Over the past decade, farmers, chefs and community activists, among others, have worked hard to connect producers with consumers and cooks eager to enjoy the culinary, environmental, and political benefits of eating locally. Universities, especially given student interest and passion, also have central roles in play in healthy eating and the production, distribution, and consumption of locally sourced foods.
The energy of our local “local food” movement is manifest in the swelling numbers of farmers markets in the Metro area, currently totaling 22, including one the School of Public Health and Information Sciences started near the Health Sciences Center.
Innovative new forms of food distribution are also on the rise: hundreds of families have joined with dozens of farmers to participate in Community Supported Agriculture, signing up each season to receive a weekly box full of seasonal vegetables, which since 2009 have been delivered to the Belknap Campus among other sites. Grasshoppers is a farmer-owned distribution business which collects food from as many as 70 farmers for sale to shops, restaurants and 600 (and counting) subscribers via its CSA programs. New Roots, a nonprofit, works with community centers and churches to set up volunteer-based food buying groups, called Fresh Stops, in low-income neighborhoods.
To this rebuilding of food system alternatives, we can add farming the city–new gardens and gardening projects are proliferating across Louisville with the support of federal and Metro agencies, as well as the energies of activists from such groups as Breaking New Grounds, Sustainable Agriculture Louisville and 15Thousand Farmers.

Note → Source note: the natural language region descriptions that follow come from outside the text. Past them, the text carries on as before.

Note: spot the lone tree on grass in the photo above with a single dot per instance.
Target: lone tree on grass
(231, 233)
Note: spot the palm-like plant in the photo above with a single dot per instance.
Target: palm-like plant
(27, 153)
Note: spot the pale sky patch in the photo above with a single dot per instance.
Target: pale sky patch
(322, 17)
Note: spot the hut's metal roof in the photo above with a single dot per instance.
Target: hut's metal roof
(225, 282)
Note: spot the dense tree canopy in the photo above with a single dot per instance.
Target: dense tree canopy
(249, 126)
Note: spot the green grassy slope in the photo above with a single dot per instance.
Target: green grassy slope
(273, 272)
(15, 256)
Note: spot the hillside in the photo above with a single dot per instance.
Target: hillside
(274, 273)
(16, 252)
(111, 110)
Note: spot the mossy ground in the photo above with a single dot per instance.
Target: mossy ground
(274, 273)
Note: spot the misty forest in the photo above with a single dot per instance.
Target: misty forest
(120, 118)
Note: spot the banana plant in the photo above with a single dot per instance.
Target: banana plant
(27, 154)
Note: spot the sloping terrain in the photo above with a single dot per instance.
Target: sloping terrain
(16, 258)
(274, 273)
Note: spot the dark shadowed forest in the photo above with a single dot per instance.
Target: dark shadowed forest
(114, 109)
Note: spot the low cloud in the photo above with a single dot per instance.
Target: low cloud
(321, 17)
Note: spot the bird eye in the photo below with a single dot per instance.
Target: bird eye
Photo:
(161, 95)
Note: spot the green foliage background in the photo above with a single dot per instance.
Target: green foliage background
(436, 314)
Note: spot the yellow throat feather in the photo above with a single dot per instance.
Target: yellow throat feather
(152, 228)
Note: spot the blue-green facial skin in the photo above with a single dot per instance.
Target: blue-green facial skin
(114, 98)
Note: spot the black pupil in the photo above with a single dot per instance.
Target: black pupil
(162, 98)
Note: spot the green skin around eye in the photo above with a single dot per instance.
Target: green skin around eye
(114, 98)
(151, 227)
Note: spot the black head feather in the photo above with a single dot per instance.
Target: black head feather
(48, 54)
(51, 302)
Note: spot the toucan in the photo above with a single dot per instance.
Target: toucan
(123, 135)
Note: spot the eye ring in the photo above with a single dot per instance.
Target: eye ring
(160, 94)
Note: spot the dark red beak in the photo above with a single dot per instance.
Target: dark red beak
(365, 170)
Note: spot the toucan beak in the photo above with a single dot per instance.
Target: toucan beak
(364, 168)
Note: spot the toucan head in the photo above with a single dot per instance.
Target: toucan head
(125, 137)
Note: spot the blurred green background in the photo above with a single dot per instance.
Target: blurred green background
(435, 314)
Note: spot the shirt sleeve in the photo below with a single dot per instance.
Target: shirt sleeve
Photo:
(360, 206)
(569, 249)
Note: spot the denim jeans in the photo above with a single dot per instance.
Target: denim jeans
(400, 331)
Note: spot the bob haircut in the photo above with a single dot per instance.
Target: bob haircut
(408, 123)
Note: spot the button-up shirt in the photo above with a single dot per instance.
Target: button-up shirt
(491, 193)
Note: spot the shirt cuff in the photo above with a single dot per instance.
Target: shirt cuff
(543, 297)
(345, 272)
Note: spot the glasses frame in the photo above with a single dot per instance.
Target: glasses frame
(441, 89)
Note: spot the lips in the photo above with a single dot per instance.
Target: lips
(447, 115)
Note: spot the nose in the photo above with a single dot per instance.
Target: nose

At UofL, for the third summer season, students are collaboratively cultivating the Garden Commons at the Cultural Center (near the University Club).
Across the United States, the myriad challenges of transforming the food system have engaged students. In response, universities — the University of Montana, New York University, Oregon State University, to name just a few — have implemented new academic programs in food studies and sustainability. At UofL, a growing number of students have pursued their interests in food, farming and social justice by carrying out internships with a range of local agrifood organizations. In addition to working with several of the groups mentioned above, students have interned with the Refugee Agricultural Partnership Program, which supports Louisville’s refugee farmers as they apply their agriculture knowledge to enhance their diets and earn some extra cash.
Others have helped the statewide grassroots organization, Community Farm Alliance, organize farmers markets in low-income neighborhoods. Still others have assisted the Food Literacy Project in its goals of sharing the pleasures of food and farming (including the special role of earthworms) with young children. In sum, as the range of interests and activities in Louisville and Kentuckiana burgeon, student involvement is likely to grow and continue to provide energy and fresh ideas much appreciated by agency staff members and community organizers.
Rebuilding our food system, of course, goes far beyond any single project, or any single city achieving recognition for its food, albeit the welcome boost to nearby farmers. The problems we as eaters and citizens confront are huge, especially at a moment when record numbers of people in the United States face food insecurity. This is why it is important to recognize the sort of broad-based, grassroots engagement we see today in Louisville, particularly the involvement of students and other young activists, that will be key to ensuring that everyone has access to great food.